In “Confirmed Dead” we learn that John would have died when Ben shot him in the back if he’d still had his kidney. This sounds a lot like “retroactive magic.” Retroactive magic is either the most cutting edge arena of modern magical practice or the most self-delusional (or both). According to Edward Wilson: “Retroactivity is the idea that actions taken in the present or the future can affect the past and therefore the affect can proceed the cause… It creates of causation an Ouroborus or Mobius strip.” In other words an occulist can alter the past as well as the future.

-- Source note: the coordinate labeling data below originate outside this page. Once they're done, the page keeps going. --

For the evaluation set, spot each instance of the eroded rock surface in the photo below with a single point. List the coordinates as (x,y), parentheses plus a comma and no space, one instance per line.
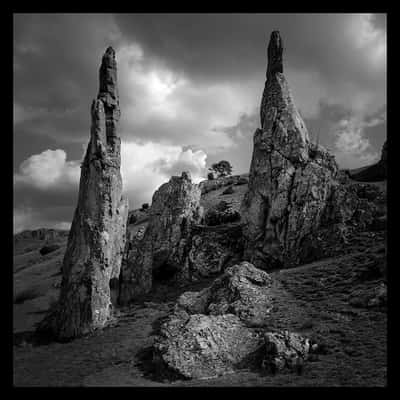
(211,332)
(162,252)
(242,290)
(285,350)
(224,328)
(200,346)
(290,177)
(97,237)
(214,248)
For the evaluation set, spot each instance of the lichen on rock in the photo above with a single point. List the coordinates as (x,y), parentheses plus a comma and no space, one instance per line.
(162,253)
(290,177)
(97,237)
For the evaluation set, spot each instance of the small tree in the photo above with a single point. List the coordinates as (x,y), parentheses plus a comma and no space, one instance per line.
(221,168)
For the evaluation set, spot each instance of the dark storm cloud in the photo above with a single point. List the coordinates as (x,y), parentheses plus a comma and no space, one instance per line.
(215,46)
(187,83)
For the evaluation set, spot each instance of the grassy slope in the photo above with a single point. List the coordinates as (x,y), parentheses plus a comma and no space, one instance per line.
(315,299)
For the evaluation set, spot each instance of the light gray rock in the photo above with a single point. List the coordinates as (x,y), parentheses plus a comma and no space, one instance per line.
(221,329)
(285,350)
(202,346)
(97,237)
(242,290)
(214,248)
(290,178)
(163,251)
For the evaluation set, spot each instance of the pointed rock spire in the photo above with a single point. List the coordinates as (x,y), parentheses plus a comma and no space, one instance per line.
(97,237)
(290,177)
(108,91)
(275,50)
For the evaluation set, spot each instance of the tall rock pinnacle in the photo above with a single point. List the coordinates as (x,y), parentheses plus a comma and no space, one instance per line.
(290,177)
(275,50)
(108,91)
(97,237)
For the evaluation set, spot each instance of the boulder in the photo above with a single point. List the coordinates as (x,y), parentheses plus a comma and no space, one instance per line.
(221,213)
(290,177)
(242,290)
(228,190)
(163,251)
(285,350)
(220,329)
(214,248)
(201,346)
(97,237)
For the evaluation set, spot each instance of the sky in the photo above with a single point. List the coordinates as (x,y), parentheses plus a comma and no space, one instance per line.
(190,86)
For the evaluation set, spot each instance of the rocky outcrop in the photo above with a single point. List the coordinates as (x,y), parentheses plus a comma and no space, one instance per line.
(221,213)
(214,248)
(223,328)
(200,346)
(242,290)
(285,350)
(45,234)
(217,183)
(97,237)
(290,177)
(162,253)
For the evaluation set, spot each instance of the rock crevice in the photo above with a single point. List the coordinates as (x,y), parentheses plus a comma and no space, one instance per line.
(97,237)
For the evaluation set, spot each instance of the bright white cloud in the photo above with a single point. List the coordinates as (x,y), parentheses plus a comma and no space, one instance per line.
(49,169)
(164,105)
(144,167)
(352,149)
(29,218)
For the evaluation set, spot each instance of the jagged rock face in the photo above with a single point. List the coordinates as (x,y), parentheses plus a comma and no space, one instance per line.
(242,290)
(285,350)
(213,249)
(209,332)
(221,213)
(200,346)
(290,177)
(221,329)
(97,237)
(163,251)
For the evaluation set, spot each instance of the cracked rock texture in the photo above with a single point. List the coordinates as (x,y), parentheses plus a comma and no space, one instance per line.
(285,350)
(214,248)
(222,329)
(200,346)
(242,290)
(290,178)
(209,332)
(162,252)
(97,237)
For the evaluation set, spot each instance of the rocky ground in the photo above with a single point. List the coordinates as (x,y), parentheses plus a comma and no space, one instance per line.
(337,301)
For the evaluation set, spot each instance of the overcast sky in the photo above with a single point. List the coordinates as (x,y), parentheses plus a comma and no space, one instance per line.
(190,87)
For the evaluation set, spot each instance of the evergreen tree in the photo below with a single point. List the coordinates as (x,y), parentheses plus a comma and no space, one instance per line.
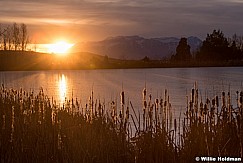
(215,47)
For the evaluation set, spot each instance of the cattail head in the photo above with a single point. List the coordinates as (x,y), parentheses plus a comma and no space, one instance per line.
(122,98)
(144,93)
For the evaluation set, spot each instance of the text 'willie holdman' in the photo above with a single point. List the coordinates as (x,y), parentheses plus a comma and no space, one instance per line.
(222,159)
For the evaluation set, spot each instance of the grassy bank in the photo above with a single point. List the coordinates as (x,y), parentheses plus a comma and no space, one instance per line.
(29,61)
(33,128)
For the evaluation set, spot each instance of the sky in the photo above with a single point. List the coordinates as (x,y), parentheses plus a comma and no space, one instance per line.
(93,20)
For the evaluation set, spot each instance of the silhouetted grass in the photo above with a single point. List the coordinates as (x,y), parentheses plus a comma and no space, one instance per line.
(36,129)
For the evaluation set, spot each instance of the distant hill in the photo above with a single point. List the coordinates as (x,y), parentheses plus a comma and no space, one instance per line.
(136,47)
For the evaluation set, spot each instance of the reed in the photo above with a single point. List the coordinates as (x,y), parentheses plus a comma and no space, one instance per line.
(34,128)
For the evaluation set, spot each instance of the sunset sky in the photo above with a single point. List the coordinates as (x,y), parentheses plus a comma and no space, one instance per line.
(88,20)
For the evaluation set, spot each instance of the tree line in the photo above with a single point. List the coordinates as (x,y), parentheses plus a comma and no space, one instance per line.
(14,37)
(215,48)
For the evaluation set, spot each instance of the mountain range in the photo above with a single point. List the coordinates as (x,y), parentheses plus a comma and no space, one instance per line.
(136,47)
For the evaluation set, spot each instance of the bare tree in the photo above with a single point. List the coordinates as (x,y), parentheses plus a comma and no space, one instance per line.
(16,36)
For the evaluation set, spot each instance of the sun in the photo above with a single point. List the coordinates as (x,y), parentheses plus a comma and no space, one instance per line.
(60,47)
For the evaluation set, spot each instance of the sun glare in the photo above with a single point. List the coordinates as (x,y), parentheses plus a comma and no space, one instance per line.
(60,47)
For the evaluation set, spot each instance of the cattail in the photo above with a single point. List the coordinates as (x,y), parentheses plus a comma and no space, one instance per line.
(122,98)
(193,93)
(223,99)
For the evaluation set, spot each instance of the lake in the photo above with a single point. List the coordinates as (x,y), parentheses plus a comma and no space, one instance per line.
(108,84)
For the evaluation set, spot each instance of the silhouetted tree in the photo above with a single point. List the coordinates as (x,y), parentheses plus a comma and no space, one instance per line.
(16,36)
(215,47)
(183,51)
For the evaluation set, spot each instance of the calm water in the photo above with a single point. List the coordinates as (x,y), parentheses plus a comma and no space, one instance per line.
(107,84)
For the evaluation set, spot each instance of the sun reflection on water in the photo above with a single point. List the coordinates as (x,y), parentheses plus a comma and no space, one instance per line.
(62,88)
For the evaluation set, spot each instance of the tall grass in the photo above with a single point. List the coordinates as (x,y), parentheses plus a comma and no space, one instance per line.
(34,128)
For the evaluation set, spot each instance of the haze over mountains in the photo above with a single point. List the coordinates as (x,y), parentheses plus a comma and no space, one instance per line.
(136,47)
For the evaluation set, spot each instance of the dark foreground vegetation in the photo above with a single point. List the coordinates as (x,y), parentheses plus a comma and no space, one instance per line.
(34,128)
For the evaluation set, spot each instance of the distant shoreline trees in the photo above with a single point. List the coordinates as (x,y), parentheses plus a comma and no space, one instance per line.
(216,48)
(14,37)
(183,52)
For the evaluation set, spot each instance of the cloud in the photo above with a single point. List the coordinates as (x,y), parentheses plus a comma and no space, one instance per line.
(144,17)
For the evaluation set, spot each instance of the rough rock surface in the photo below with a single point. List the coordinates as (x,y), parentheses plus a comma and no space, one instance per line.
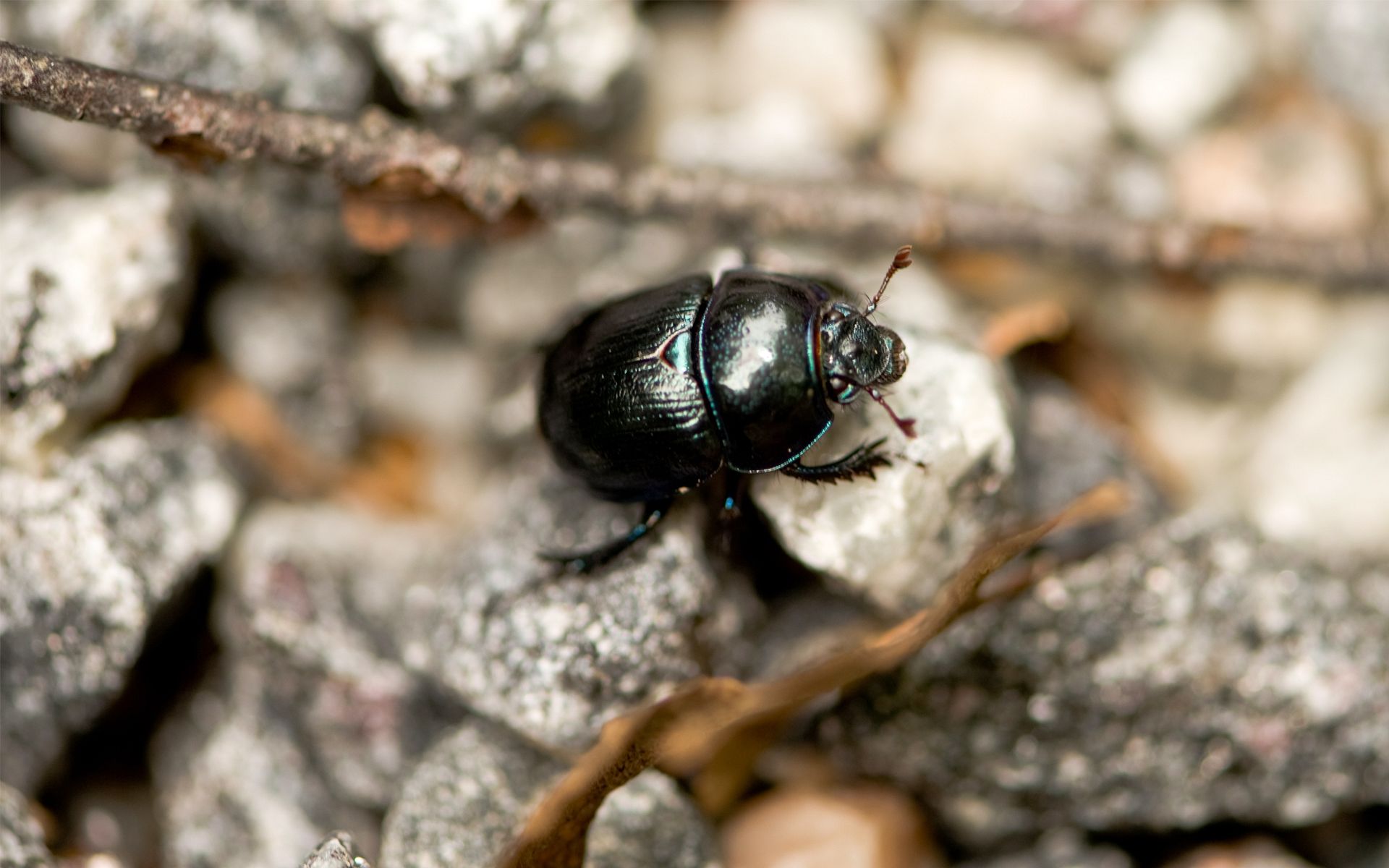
(274,220)
(1064,451)
(285,52)
(1034,127)
(294,342)
(88,555)
(496,57)
(312,616)
(555,658)
(1346,53)
(21,836)
(90,289)
(235,786)
(1192,59)
(477,786)
(762,110)
(1317,472)
(1058,849)
(509,296)
(1198,674)
(896,538)
(338,851)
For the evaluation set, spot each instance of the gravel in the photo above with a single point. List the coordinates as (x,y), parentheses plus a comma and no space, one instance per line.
(89,553)
(471,791)
(1195,676)
(555,658)
(21,836)
(92,289)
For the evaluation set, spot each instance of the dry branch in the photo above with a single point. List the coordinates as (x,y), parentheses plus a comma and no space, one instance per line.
(496,182)
(687,729)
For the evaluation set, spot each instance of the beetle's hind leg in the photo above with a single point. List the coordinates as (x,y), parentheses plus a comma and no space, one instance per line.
(590,560)
(859,463)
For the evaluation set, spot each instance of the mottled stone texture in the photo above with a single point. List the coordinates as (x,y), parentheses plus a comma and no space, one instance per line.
(90,291)
(88,553)
(1198,674)
(475,788)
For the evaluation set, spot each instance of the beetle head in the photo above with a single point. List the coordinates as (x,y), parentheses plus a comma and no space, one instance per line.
(857,354)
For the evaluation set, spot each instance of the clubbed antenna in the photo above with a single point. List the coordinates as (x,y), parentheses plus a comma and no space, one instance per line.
(909,427)
(899,261)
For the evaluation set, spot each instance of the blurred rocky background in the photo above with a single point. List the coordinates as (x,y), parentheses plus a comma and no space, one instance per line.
(270,496)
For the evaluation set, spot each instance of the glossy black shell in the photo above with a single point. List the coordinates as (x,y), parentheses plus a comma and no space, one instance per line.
(653,393)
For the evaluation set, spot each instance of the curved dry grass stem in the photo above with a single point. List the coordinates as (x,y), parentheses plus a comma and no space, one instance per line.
(687,729)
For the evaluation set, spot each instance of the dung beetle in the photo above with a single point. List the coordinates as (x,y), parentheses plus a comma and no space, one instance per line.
(653,393)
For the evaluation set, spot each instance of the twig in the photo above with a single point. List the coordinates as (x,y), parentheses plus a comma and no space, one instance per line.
(694,724)
(492,182)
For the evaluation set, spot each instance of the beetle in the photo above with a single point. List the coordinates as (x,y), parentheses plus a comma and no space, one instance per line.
(646,398)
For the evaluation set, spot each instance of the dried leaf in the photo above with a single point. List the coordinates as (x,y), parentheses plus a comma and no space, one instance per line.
(687,729)
(249,418)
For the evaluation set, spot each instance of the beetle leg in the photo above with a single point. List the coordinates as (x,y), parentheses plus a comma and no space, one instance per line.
(735,485)
(590,560)
(859,463)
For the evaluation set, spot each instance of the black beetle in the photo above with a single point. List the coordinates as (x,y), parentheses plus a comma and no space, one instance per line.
(650,395)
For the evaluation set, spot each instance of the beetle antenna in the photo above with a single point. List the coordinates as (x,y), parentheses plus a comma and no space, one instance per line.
(909,427)
(899,261)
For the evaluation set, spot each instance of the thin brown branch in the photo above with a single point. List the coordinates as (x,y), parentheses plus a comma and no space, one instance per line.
(493,182)
(687,729)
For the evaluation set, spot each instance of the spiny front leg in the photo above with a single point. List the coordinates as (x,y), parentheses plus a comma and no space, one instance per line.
(590,560)
(859,463)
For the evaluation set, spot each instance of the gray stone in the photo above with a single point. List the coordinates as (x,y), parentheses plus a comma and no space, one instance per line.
(21,836)
(234,785)
(1064,451)
(724,92)
(1058,849)
(338,851)
(524,292)
(1191,61)
(1316,475)
(553,656)
(310,614)
(285,52)
(435,385)
(292,341)
(472,791)
(85,153)
(1301,171)
(88,553)
(92,288)
(895,539)
(274,218)
(1198,674)
(1346,53)
(496,59)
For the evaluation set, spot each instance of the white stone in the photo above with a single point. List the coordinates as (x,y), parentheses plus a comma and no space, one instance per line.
(495,54)
(895,539)
(1001,117)
(1299,171)
(1194,59)
(825,56)
(90,291)
(1320,472)
(774,89)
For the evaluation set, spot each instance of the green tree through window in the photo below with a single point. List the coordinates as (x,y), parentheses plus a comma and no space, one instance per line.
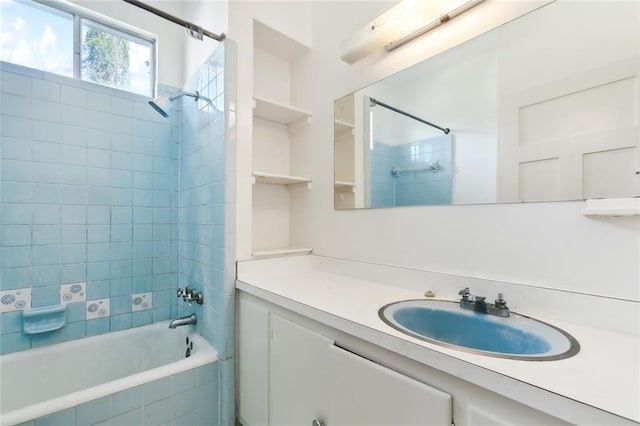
(105,59)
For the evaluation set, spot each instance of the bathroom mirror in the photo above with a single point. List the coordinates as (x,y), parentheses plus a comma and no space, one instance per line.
(534,115)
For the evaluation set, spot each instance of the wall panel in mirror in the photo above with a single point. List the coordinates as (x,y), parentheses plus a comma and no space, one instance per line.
(543,108)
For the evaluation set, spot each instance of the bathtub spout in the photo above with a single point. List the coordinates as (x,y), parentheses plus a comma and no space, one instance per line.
(189,319)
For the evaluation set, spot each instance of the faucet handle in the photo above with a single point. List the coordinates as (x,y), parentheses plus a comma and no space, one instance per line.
(500,302)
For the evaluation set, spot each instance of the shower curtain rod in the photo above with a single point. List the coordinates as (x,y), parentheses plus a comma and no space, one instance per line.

There’s some interesting possible uses of these concepts earlier in the series as well. Reversing the audio played while Karl is in Room 23, you can hear the mantra “only fools are enslaved by time and space.” Author and occultist Taylor Ellwood, author of Space/Time Magic once wrote an article on the use of “mind machines” for retroactive magic:
Mind Machines are technologies that can be used to induce altered states of mind. The mind machine uses audio strobe technologies to do this. The goggles have strobe lights in them, which a person looks into with his/her eyes closed. The audio part is the music or sounds, which are translated into light pulses, which are then beamed into your closed eyes. The different frequencies of sound shape the light frequencies, although you can also adjust the light intensity of the strobe lights, dimming them or brightening them as needed. This is especially useful if you want to overload your senses and put yourself into an excitatory state.
Is it possible that the Others were not just trying to brainwash Karl, but also to cause some sort of retroactive change? This idea is supported by Desmond’s experience in “Ms. Hawking. However, another possibility is that his past is being engineered by himself or by the Others or Dharma. It could be that in his original life, he DID buy the ring and ask Penny to marry him but he or someone else decided it would be better to end up at the island pushing the button.